Le film

Nous sommes des champs de bataille

Mathieu Rigouste - 21 novembre 2023

Bienvenue dans la machine sécuritaire.
Voici une carte des rouages et un plan d’évasion.

Outil de compréhension critique sur le business de la guerre et du contrôle, ce film mène aussi une réflexion artistique et philosophique sur la force des images et notre participation commune aux catastrophes en cours.

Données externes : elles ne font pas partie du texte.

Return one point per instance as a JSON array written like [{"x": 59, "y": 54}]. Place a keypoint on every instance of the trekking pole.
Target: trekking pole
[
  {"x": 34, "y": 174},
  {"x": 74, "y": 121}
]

Depuis le début des années 2000, j’enquête sur les origines et le fonctionnement du système sécuritaire. J’en suis venu à le connaître intimement. En 2017, 2021 et 2023, j’ai réussi à me faire accréditer comme journaliste pour entrer à Milipol, le « salon mondial de la sécurité intérieure des États ». J’y ai mené des entretiens avec des industriels de l’armement, des commerciaux et des chargés de communication du spectacle de la guerre et du contrôle, qui m’ont répondu en me considérant comme l’un des leurs.

J’ai pu filmer la directrice d’Axon, société qui commercialise les pistolets électriques Taser et dote les polices du monde entier de caméras intelligentes et de logiciels de traitements des données. J’ai recueilli la parole d’un dirigeant du Gicat, le groupement des industries « de défense et de sécurité », la maison mère du complexe militaro-industriel français. J’ai filmé et interrogé deux dirigeants d’entreprises israéliennes, fiers de me présenter leurs dernières technologies anti-émeutes et leurs logiciels de « traitement préventif » pour le « contrôle des foules ».

J’ai mené des entretiens avec des start-ups de la « réalité augmentée » qui supervisent la « sécurisation » des prochains Jeux Olympiques de 2024 et se préparent à vendre dans le monde entier, leurs technologies de gestion des « Smart and Safe cities ». J’ai interviewé le responsable marketing de Nobel France, une entreprise de fusils de chasse qui fait son possible pour vendre ses derniers Flashballs partout dans le monde. J’ai filmé le directeur d’Idémia, le leader mondial des technologies biométriques. Il raconte tranquillement comment son entreprise prépare l’installation de la reconnaissance faciale en France comme il le fait déjà à Singapour. Il me présente leurs toutes dernières technologies de gestion des flux, des prisons et des frontières...

Ces entretiens constituent la matière première d’un film sur l’ordre sécuritaire et ce qui lui résiste.

J’ai décidé de confronter les images de ce marché global de la violence aux regards et aux vécus de celles et ceux qui subissent dans leurs corps et leurs parcours les technologies de pouvoir. Je propose de réfléchir ensemble, à l’intersection de nos existences et de nos résistances.

Je participe aux luttes contre les violences d’État depuis des années, comme soutien et comme victime d’un tabassage policier. Sur ce chemin, j’ai rencontré Fatou Dieng et Fahima Laidoudi. Elles sont devenues mes amies et mes camarades. Elles ont vécu les implications concrètes de l’ordre sécuritaire dans leur chair et en sont devenues des analystes critiques. Chacune à sa manière, s’est engagée pour survivre et faire face. Elles ont accepté de raconter leur histoire et de réfléchir avec nous sur ce marché mondial de la violence.

La vie nous a réuni-es comme témoins. Nous nous racontons comme enquêtrices et enquêteurs. Et ce film montre comment nous devenons stratèges. Notre transformation collective au travers de l’amitié et de la lutte constitue la trame cachée de cette histoire. Pour la raconter, j’emmène la caméra dans les refuges où nous nous entraidons. Nous y analysons ensemble l’architecture de la violence. Nous décryptons le fonctionnement quotidien du pouvoir sécuritaire sur nos vies. Nous retraçons les cheminements de nos combats. Nous regardons derrière nous et à la suite d’une grande inspiration, nous plongeons en nous-mêmes pour imaginer des libérations communes.